Ah, but you say that you do not know which products will be the 1% so you have to watch all of them. After all, how could you know more than the company introducing the product about its success? Especially your firm will affect the success of the new product with its competitive responses. You still might want to prioritize competitors and new products by analyzing such factors as the competitor’s success rate, imitative or innovative qualities, overlapping target markets, etc. Assign points to the importance of each category and establish thresholds for levels of CI effort. While there is effort involved in doing the initial evaluation, it will help you prioritize and perhaps limit your expenditures on monitoring new products.

Truth vs. Facts

William Faulkner wryly commented, “Facts and truth really don’t have much to do with each other.” Unfortunately, he was often correct. Different truths can be divined from a single set of facts. Or as I have seen many times in my career business, truth can be divined from a single fact or set of facts. We believe facts are facts, that is, they are concrete, measurable, consistent, and confirmable. But remember the phrase, “Lying with Statistics” or hearing that the wording of questions on a survey slanted the answers?
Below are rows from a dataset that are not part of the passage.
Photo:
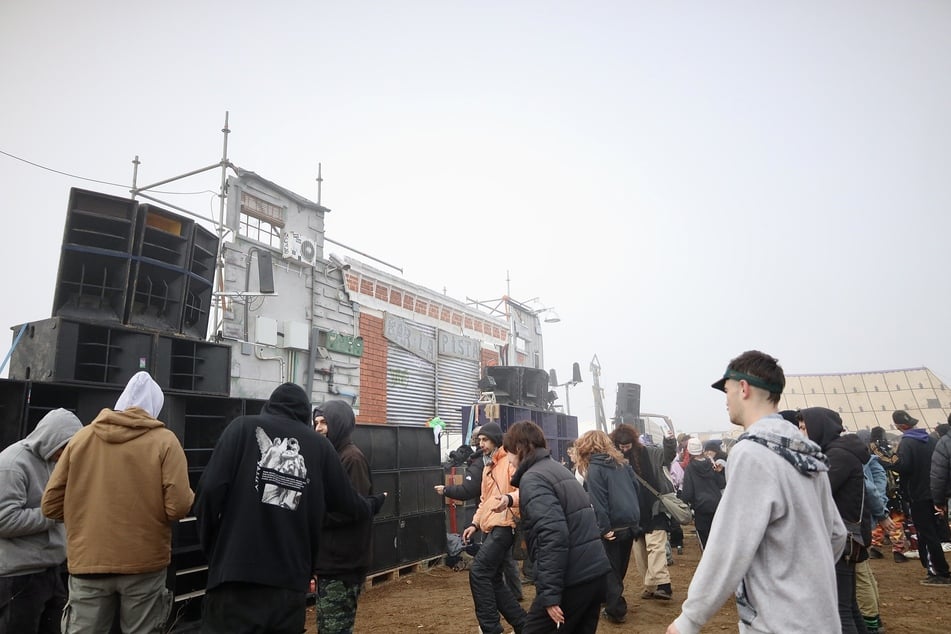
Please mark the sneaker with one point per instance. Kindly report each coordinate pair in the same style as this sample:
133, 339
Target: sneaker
612, 619
935, 580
As a CI professional, you have to obtain agreement on the facts before you and your organization can even begin to derive the truth from them. As researchers, we always attempt to obtain confirmation from multiple sources for important data to insure its factual validity. We also check our data points from different sources for consistency. Only then can we analysis the facts for truths or conclusions about a competitive situation. Only when agreement is reached on the facts, can truth be established. And only with an agreed upon truth, can action be taken to improve your competitive standing in your marketplace.